Dr Tan: A structured programme and supervision can be useful for the uninitiated or less experienced.

Older adults tend to have more chronic diseases, so they need to take more precautions, including getting appropriate supervision.

Mr Tan: Older adults tend to be less flexible and have less physical strength, so the programmes can focus on improving mobility and balance, for instance.


What it is: Exercise continues to be a key part of weight loss plans.

Dr Tan: An effective weight loss strategy reduces caloric intake and increases caloric expenditure.

It is easier to reduce your intake by 600 calories than to exercise to burn 600 calories. But exercise expends calories as well as accords many physical and psychological benefits, such as increasing muscular strength and cardiovascular fitness, reducing incidences of depression and so on.

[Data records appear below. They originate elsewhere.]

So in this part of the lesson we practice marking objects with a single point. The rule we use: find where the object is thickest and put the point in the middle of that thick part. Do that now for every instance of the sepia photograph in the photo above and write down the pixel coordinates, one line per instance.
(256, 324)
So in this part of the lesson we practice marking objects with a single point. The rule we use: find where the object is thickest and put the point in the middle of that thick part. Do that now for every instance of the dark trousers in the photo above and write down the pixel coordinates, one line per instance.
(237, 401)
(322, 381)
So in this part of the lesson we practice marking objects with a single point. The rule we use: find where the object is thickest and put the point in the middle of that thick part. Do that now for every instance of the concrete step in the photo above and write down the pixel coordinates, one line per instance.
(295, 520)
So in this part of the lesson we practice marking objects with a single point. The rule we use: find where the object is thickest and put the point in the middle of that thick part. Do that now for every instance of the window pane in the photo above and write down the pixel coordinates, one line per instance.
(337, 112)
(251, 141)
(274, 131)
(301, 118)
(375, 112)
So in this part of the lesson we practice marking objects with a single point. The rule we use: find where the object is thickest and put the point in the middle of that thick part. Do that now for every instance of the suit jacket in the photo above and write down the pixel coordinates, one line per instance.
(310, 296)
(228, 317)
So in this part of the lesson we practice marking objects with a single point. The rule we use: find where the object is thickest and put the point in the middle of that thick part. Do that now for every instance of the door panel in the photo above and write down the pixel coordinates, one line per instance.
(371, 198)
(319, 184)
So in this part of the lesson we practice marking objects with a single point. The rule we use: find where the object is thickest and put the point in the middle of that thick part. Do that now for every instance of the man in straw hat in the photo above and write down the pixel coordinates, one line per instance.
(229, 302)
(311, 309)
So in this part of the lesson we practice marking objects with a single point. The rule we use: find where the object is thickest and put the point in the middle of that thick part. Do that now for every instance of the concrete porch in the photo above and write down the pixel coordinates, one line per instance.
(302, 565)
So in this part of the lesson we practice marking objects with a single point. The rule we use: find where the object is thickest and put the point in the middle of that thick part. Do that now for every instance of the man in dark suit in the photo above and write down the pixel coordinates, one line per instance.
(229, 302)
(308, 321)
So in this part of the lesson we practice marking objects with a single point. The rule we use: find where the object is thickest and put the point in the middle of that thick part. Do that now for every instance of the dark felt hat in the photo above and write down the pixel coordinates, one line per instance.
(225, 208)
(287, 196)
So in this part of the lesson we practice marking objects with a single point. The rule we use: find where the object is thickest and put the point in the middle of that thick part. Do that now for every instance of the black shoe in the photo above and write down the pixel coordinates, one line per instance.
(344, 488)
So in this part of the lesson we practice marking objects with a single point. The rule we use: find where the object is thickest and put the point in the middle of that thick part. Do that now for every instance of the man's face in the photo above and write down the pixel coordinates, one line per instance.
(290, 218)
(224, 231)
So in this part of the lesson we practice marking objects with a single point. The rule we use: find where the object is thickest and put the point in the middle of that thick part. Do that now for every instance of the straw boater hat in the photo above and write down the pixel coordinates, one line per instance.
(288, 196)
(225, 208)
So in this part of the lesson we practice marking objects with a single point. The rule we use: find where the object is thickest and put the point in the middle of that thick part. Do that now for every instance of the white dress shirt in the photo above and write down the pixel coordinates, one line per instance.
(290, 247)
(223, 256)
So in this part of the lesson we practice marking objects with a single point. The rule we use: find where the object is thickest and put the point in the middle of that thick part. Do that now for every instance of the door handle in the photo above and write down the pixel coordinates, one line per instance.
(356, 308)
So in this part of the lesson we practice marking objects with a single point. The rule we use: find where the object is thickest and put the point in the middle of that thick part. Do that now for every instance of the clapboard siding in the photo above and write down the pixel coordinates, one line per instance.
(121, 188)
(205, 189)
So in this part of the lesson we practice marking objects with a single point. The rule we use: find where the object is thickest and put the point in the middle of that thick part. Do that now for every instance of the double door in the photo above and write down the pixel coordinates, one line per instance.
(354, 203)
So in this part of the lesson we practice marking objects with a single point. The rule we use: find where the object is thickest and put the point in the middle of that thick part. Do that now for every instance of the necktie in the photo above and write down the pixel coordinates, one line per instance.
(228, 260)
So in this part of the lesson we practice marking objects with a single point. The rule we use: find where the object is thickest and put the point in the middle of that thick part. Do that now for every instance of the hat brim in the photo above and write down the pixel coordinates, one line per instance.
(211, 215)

Yoga enthusiasts at a yoga session along Haji Lane. PHOTO: BERITA HARIAN

What it is: Bikram yoga, hatha yoga, yogalates, ashtanga yoga and other variations.

Dr Goh: Flexibility and strength are useful for functional activities and to prevent injuries. But injuries can occur. Be aware of past injury and get medical clearance if needed. Choose your instructor or class carefully as standards of strength and flexibility can differ vastly .

Dr Tan: Injuries of the medial meniscus, on the inside of the knee, is common among yoga practitioners as sitting in the lotus position compresses that part of the knee. This is especially so if the pose is held for a long time and repeated.

Flexibility is good but being overly so can be a problem.

For example, when we extend our spine, the ligaments will limit the extension. If they are too lax, the spine will be able to extend further. In the long term, this damages the facet joints in the spine, leading to facet arthropathy or a disease of the facet joints.